De inmediato su blanco y brillante traje de astronauta se transformó en un traje de cuadros grises al estilo de Sherlock Holmes.

─Ahora soy Damasio Holmes ─afirmó sonriendo con malicia. Entonces tomó una lupa de su bolsillo y comenzó a investigar todos los detalles, mirando exhaustivamente cada rincón de su universo, no podía dejar que se le escapara ni una sola pista.

─Nada por aquí, por aquí tampoco.

─mmmmm, espera, veo algo.

En efecto, había un extraño rastro de polvo dorado flotando por los senderos de sus sueños.

─Esto no lo he soñado yo ─pensó achinando sus ojos─. Ya sé, seguiré el rastro de polvo para ver hasta donde me conduce.

Cuando hubo terminado de seguir el rastro levantó la vista y en la lejanía pudo vislumbrar una sombría silueta con una pequeña bolsa en su mano.

─mmmmm ─meditó─. Conque si había alguien robando mis sueños.

Rápidamente se escondió detrás de un planeta cercano y se quedó observando al pequeño ladrón. Pudo ver desde la distancia como este tomaba pedazos de sueño y los guardaba en su pequeña bolsa apenas del tamaño de una naranja. Sus manos brillaban en la distancia con un raro brillo dorado; como el del rastro que él había seguido, pero aun no podía distinguir el rostro de aquel inoportuno extraño.

─Ya sé ─afirmó─. Voy a acercarme y lo atraparé con una red.

Al instante Damasio imaginó una red, la red más fuerte del universo, estaba hecha de hebras de seda de arañas. El niño había escuchado en algún lugar, que con una telaraña gigante podría hasta atrapar a un avión ¿Por qué no podría atrapar un pequeño ladrón?

Se acercó con cautela a la pequeña silueta que aún seguía recogiendo pedacitos de sueños y guardándolos en su bolsita. De inmediato agarró fuerte su red y la arrojó con agilidad sobre el ladrón.

─ ¡Te tengo! ─exclamó emocionado.

─Sí, esto también me sirve ─afirmó la figura mientras tomaba la red con su mano derecha y volteaba su rostro a la izquierda de su cintura, donde había colgado la pequeña bolsita amarilla en la que guardaba los sueños robados.

De inmediato introdujo la red en la bolsa, pero ya el niño no intentaba detenerla, había quedado paralizado al darse cuenta de que su ladrón era nada más y nada menos que una niña.

Ahora que podía observarla de cerca, distinguía con claridad su enorme flequillo y sus dos graciosas motonetas que resaltaban su rostro angelical.
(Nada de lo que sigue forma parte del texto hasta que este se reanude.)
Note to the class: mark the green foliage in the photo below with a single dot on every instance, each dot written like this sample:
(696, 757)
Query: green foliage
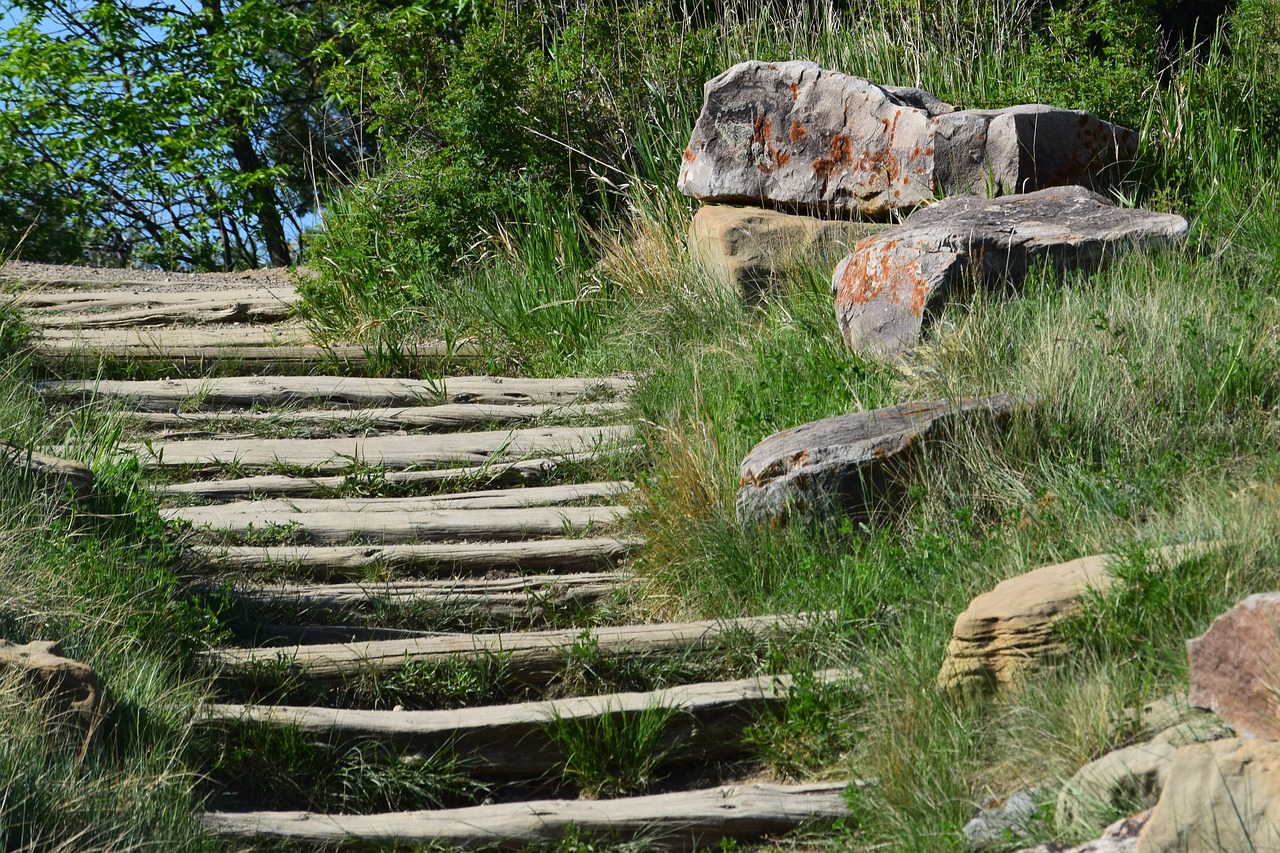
(612, 755)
Bajo la oscuridad de su sigilo un tierno vestidito amarillo y dos zapaticos en combinación relucían su figura.

Pero el pequeño Damasio no podía comprender por qué la ladronzuela no se inmutaba con su presencia. Pasaba por su lado y lo trataba como si fuera invisible.

─ ¿Por qué robas mis sueños? ─la interrogó el niño pero la chica apenas le prestaba atención.
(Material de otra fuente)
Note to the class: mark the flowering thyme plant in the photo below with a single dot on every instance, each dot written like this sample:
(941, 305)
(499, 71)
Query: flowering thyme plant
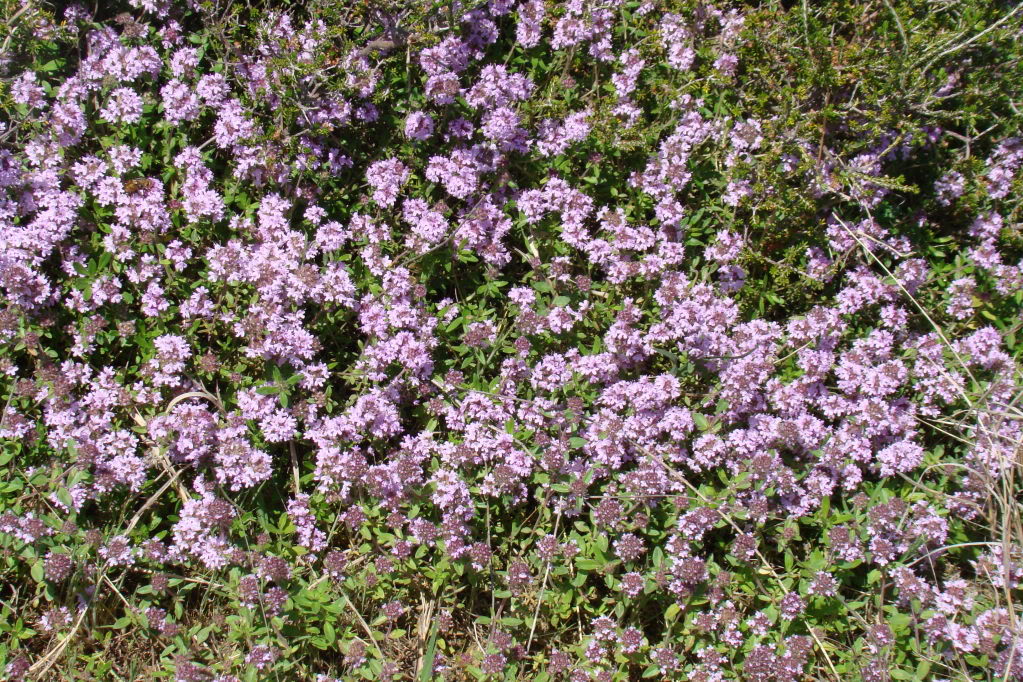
(510, 339)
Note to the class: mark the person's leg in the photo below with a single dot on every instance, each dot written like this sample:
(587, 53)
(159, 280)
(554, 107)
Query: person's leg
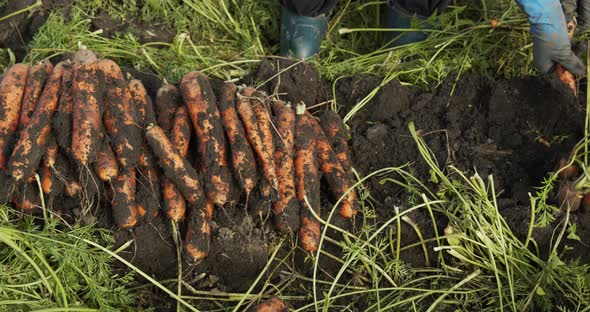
(303, 26)
(400, 13)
─ ¡Anda, dime! ─persistió Damasio dispuesto a obtener una respuesta; pero la niña estaba muy centrada en su objetivo.

─ ¡Devuélveme mis sueños! ¡No puedes ir por allí robando los sueños de la gente! ─exclamó abrumado.

Pero a pesar del esfuerzo del pequeño soñador era como si no pudiese oírlo. Damasio había comenzado a pensar que realmente era invisible pues la había perseguido por doquiera haciéndole preguntas, le había reclamado, incluso se había agachado frente a ella para llamar su atención, pero a la chica no parecía importarle mucho; solo se le oía murmurando para ella misma.

─Ya me voy ─afirmó la ladrona dispuesta a marcharse.

─No te puedes ir ¡Devuélveme mis sueños! ─gritó Damasio con fuerzas y agarró la bolsita de la niña para retenerla.

Entonces por primera vez los ojos de la chica chocaron con los ojos de Damasio, parecía que le iba a prender fuego al niño con la mirada.

Él quedó paralizado mientras miraba el enfurecido rostro de la niña. Sus ojos no paraban de desviarse a la pequeña bolsa, que aun sostenía a la par de ella.

La ladronzuela en un movimiento brusco, arrancó la bolsa de las manos de Damasio; que quedó dando vueltas como un trompo en el mismo lugar. Luego se dispuso a seguir su camino.

─Ya es hora de marcharme de este sueño ─replicó.

Entonces estiró una de sus manos repletas de polvo dorado y abrió un agujero de la nada en medio del sueño para salir de allí y atravesó el agujero sin mirar atrás mientras este se cerraba lentamente.

─ ¡Espera! ¿A dónde vas? ─gritó el chico.

─La tengo que alcanzar, aun me da tiempo cruzar el agujero ─pensó.

Corrió velozmente y cruzó el agujero justo antes de que se cerrara.